La situazione sulla nave Hondius è segnata da un bilancio già pesante: tre persone hanno perso la vita, una coppia olandese e un cittadino tedesco. Il focolaio di hantavirus ha quindi avuto conseguenze dirette, rendendo necessario un intervento coordinato tra autorità sanitarie internazionali e governo spagnolo. Le immagini diffuse da un ex passeggero, attraverso un video che mostra gli interni della nave, restituiscono il contesto in cui si trovano i viaggiatori e il personale di bordo.

La gestione dello sbarco alle Canarie rappresenta un passaggio cruciale per limitare ulteriori complicazioni. Il protocollo previsto punta a isolare eventuali casi sospetti, monitorare i sintomi e garantire cure tempestive, evitando allo stesso tempo una diffusione incontrollata del virus fuori dall’ambiente circoscritto della nave.

Trasmissione e caratteristiche dell’hantavirus

Sul piano scientifico, gli esperti sottolineano che l’hantavirus presenta caratteristiche diverse rispetto ad altre infezioni virali più note. Giuseppe Ippolito, infettivologo con lunga esperienza alla guida scientifica dell’Istituto Spallanzani di Roma, ha evidenziato che non si tratta di un virus ad alta trasmissibilità tra esseri umani. La diffusione avviene principalmente attraverso il contatto diretto con roditori infetti o con i loro escrementi, condizione che limita la propagazione da persona a persona.

Questa specificità influenza le strategie di contenimento, che si concentrano più sull’identificazione delle fonti di esposizione che sulla trasmissione interumana. La valutazione del rischio, quindi, resta legata alle condizioni ambientali e ai contatti avuti, piuttosto che a una circolazione diffusa tra individui come accade in altri contesti epidemici.

I dati dall’Argentina e l’andamento dei contagi

Il focolaio sulla Hondius si inserisce in un quadro epidemiologico più ampio.
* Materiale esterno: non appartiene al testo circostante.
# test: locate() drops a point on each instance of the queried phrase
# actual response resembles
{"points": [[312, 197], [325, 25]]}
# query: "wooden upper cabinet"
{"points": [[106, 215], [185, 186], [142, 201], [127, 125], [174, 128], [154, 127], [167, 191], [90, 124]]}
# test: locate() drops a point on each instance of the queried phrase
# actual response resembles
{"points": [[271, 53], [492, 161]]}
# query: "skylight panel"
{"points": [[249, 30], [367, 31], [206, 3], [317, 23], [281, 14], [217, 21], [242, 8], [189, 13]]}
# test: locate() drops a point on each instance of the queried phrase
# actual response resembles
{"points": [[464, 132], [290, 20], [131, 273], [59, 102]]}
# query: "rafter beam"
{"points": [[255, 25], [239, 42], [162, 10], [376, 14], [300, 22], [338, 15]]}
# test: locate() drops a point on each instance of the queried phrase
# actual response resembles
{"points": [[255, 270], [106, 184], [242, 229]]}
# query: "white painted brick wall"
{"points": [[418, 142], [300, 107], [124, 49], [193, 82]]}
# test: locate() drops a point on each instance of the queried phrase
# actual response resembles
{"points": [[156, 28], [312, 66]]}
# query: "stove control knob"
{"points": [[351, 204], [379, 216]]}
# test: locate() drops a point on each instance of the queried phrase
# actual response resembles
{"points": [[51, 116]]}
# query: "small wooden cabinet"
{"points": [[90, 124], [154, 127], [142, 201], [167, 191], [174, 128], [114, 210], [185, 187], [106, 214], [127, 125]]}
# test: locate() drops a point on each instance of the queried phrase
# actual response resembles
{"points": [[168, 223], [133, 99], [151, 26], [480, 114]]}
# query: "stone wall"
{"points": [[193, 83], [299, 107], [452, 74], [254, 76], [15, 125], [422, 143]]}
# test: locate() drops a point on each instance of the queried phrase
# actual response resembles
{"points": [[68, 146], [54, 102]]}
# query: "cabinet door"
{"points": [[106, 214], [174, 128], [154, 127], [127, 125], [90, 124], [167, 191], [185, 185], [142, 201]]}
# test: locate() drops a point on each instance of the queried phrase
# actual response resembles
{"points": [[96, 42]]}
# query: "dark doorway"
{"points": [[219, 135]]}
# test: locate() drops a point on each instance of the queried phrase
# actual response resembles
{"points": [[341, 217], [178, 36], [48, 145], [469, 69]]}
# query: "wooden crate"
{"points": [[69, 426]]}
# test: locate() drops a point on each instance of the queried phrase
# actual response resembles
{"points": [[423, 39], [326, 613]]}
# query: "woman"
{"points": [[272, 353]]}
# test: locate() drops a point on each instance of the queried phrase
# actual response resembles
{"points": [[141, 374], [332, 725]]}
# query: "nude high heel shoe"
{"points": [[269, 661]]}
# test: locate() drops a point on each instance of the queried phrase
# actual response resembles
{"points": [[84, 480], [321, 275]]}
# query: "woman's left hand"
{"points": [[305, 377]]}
L’Argentina, da cui la nave è partita, ha confermato 41 casi di hantavirus dall’inizio del 2026, indicando una diffusione superiore rispetto agli anni precedenti. Secondo il Ministero della Salute del Paese sudamericano, i livelli registrati hanno superato la soglia considerata epidemica per la stagione in corso.

Questo aumento dei casi contribuisce a spiegare l’attenzione internazionale sul fenomeno e la rapidità delle decisioni prese dalle autorità europee. Il trasferimento della nave verso le Canarie rappresenta una risposta operativa a una situazione in evoluzione, con l’obiettivo di concentrare le risorse sanitarie e gestire il focolaio in un contesto controllato e monitorato.